# Freud 3.25 hp router



## Kelly Rittgers (Aug 6, 2010)

I noticed that Woodcraft has a sale on the Freud 3.25 hp router for 199.99. Has anyone had experience with this router? It seems like a pretty good deal.

Thanks KR


----------



## bobj3 (Jan 17, 2006)

Hi KR

How about a link ? for the sale price one .
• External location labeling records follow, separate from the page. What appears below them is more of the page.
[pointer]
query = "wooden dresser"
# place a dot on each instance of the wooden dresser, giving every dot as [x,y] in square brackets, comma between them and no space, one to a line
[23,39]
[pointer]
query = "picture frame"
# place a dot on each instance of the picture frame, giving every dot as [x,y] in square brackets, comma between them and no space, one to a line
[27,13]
Buy Freud 3.25 HP Router at Woodcraft.com

======



Kelly Rittgers said:


> I noticed that Woodcraft has a sale on the Freud 3.25 hp router for 199.99. Has anyone had experience with this router? It seems like a pretty good deal.
> 
> Thanks KR


----------



## Kelly Rittgers (Aug 6, 2010)

It came in a flyer that I got in the mail today. It looks like the one you had the link to.


----------



## Mike (Nov 22, 2004)

Kelly, this is a popular router. Members who own it like everything but the switch lock.


----------



## bobj3 (Jan 17, 2006)

Hi

I like the ones I have and have Not had any problems with the switch 

===


----------



## jschaben (Jun 21, 2009)

That uses the same switch configuration as the 1700's and, while a bit different, is very easy to use and especially shut off. Spring loaded release shuts it down. Triton T-4 uses the same configuration. Does take a bit of getting used to though.


----------



## bobj3 (Jan 17, 2006)

Thanks for the feed back  I will check the mail out today..great deal..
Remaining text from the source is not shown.